Gregori Volokhine, Président de Meeschaert Financial Services
New York
Hier matin, les Etats-Unis se sont réveillés après un séisme politique que beaucoup n’avaient pas anticipé. Donald Trump Président, les cartes sont redistribuées. Après huit ans d’une administration Obama, l’économie américaine a surmonté la crise financière de 2008, retrouvé le plein emploi et un rythme de croissance relativement satisfaisant. Pourquoi ce vote de rejet et d’où vient ce profond malaise ?
Le choix de la majorité silencieuse, la « middle class »
En près de 20 ans, le pouvoir d’achat de la classe moyenne américaine n’a pas augmenté. Parallèlement, les Américains font face à une explosion des coûts de la santé et de l’éducation, à une constante insécurité de l’emploi et à l’impossibilité d’économiser pour leurs retraites. La relance de l’économie sur les huit dernières années, principalement causée par la politique accommodante de la Réserve fédérale, a creusé les inégalités. Ce sont les actifs financiers qui en ont profité. Or près de 60 % du total de ces actifs sont détenus par 1 % des plus privilégiés.
Au même moment, le parti démocrate, qui s’appuyait traditionnellement sur une base syndicale et populaire, est devenu l’image même du statu quo et d’une élite cramponnée à ses avantages. La candidature d’Hillary Clinton est apparue comme déconnectée des préoccupations quotidiennes d’une grande partie de la population. Donald Trump a su le souligner et l’exploiter. Son discours populiste est arrivé à un moment charnière, que l’on connaît aussi en Europe. Sans revenir sur les outrances du langage de ce dernier, examinons comment une administration Trump pourra relever les défis actuels, nationaux et globaux.
Une politique économique centrée sur l’Amérique
Hier, les Américains ont non seulement élu un président républicain, mais également renouvelé la majorité républicaine des deux chambres, le Sénat et le Congrès. Après des années de blocage découlant du partage du pouvoir entre les deux partis, la majorité républicaine va pouvoir appliquer les réformes structurelles qu’elle estime nécessaires à une relance de l’économie.
Une politique fiscale agressive
Pour relancer la consommation, Donald Trump souhaite baisser l’impôt sur le revenu. Pour encourager les investissements des entreprises, le président élu réduira l’impôt sur les sociétés de 35 % à 15 %. Il a également promis l’amnistie fiscale, permettant ainsi aux compagnies américaines de rapatrier plus de 3 000 milliards de dollars détenus à l’étranger, qui seront réinvestis dans l’économie américaine.
La restructuration de l’Obamacare
L’Obamacare, le plan d’assurance santé subventionnée par l’Etat, qui a amené une augmentation des primes d’assurances de plus de 20 % pour ses membres, va être totalement refondu.
L’assouplissement de la réglementation
Un frein sera mis à l’intervention de l’Etat dans la règlementation de secteurs entiers de l’économie : la finance, par exemple, retrouvera un niveau de rentabilité essentiel pour jouer son rôle dans la société.
La valorisation des infrastructures
Aux Etats-Unis, contrairement à la plupart des pays européens, les investissements dans les infrastructures sont traditionnellement à la charge des communautés locales.
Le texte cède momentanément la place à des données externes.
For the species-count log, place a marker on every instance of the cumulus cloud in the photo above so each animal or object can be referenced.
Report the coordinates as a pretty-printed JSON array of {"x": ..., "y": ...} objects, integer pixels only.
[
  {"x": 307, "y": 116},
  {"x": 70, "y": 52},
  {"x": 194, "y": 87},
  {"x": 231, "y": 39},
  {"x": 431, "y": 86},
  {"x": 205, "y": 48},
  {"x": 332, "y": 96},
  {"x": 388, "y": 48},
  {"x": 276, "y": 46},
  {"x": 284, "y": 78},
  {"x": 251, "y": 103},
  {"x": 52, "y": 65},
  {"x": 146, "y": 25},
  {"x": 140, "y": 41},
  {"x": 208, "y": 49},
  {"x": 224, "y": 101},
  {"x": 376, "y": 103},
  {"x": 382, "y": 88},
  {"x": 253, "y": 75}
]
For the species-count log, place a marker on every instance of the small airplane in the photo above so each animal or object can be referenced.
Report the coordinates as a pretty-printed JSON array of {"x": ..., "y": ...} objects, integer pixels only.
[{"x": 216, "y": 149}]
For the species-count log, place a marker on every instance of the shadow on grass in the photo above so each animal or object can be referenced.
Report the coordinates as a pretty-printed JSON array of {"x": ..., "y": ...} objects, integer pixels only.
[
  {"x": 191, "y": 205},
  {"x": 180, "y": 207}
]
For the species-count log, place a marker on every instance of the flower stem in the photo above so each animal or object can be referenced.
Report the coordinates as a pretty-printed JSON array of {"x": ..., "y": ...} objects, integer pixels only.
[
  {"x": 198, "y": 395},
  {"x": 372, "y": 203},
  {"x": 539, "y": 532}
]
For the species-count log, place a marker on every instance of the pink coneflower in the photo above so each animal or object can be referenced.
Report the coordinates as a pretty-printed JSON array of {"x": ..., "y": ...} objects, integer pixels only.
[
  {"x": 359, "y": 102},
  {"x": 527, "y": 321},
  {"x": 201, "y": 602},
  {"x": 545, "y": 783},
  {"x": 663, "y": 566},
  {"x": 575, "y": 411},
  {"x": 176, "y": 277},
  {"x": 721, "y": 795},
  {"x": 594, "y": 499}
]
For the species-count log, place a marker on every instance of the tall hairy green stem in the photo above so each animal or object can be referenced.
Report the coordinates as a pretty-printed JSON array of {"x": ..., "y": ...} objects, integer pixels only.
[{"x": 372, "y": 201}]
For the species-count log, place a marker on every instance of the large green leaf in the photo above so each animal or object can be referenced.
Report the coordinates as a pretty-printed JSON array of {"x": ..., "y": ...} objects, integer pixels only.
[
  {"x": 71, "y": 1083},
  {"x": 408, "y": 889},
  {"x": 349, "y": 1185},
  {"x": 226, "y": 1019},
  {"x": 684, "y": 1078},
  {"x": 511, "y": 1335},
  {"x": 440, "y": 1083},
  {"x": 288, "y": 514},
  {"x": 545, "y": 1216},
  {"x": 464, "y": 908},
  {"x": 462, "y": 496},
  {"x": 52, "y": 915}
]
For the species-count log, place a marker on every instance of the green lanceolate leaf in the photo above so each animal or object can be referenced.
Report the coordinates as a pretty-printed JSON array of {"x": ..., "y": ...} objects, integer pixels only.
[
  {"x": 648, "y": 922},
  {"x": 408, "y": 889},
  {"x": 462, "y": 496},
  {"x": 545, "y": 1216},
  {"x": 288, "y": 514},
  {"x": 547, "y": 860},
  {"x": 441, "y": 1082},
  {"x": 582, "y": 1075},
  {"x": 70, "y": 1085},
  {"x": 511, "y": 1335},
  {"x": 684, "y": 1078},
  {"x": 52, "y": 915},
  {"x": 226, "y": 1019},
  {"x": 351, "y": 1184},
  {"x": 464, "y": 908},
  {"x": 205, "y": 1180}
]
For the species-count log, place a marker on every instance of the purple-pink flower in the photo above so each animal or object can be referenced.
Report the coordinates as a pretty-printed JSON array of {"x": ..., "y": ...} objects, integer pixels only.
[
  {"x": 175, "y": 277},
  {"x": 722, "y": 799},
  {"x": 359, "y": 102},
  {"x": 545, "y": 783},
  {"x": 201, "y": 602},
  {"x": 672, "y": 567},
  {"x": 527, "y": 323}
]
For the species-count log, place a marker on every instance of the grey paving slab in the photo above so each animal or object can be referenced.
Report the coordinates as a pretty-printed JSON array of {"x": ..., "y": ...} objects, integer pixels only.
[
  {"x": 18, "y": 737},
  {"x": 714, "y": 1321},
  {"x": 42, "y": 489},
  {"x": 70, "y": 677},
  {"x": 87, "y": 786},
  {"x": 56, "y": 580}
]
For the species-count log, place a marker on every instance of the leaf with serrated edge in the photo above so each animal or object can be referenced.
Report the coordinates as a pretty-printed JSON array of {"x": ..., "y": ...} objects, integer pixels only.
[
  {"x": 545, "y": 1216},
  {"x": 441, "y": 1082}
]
Donald Trump souhaite que l’Etat investisse plus de 250 milliards de dollars dans les infrastructures.
Comment se positionner sur les marchés ?
Le marché américain a connu une hausse pratiquement ininterrompue ces sept dernières années. Les niveaux de valorisation ont dépassé les moyennes historiques. Faut-il s’en inquiéter ? La réponse dépendra de la rapidité et du succès du programme de relance de l’économie envisagée.
Une accélération de la croissance devrait entraîner une nette amélioration des revenus et des profits des entreprises, normalisant leur niveau de valorisation et permettant aux indices de progresser.
Le risque principal viendrait d’une poussée inflationniste qui encouragerait la Réserve fédérale à augmenter les taux d’intérêt plus rapidement que l’économie ne pourrait le supporter. Il faut mettre au crédit de la Réserve fédérale américaine son extrême prudence à resserrer sa politique monétaire jusqu’à présent.
Nous anticipons un environnement favorable aux actions qui reflèteront la reflation de l’économie. Les instruments obligataires devraient en revanche perdre de leur attrait, dans un cycle de croissance renouvelée.
Le choc que nous avons vécu aux Etats-Unis aura des conséquences globales à long-terme sur l’ensemble des marchés financiers. La vitalité et la force de renouvellement de l’économie américaine l’emporteront sans doute sur les risques d’un discours populiste qui ne devrait pas se traduire dans les faits.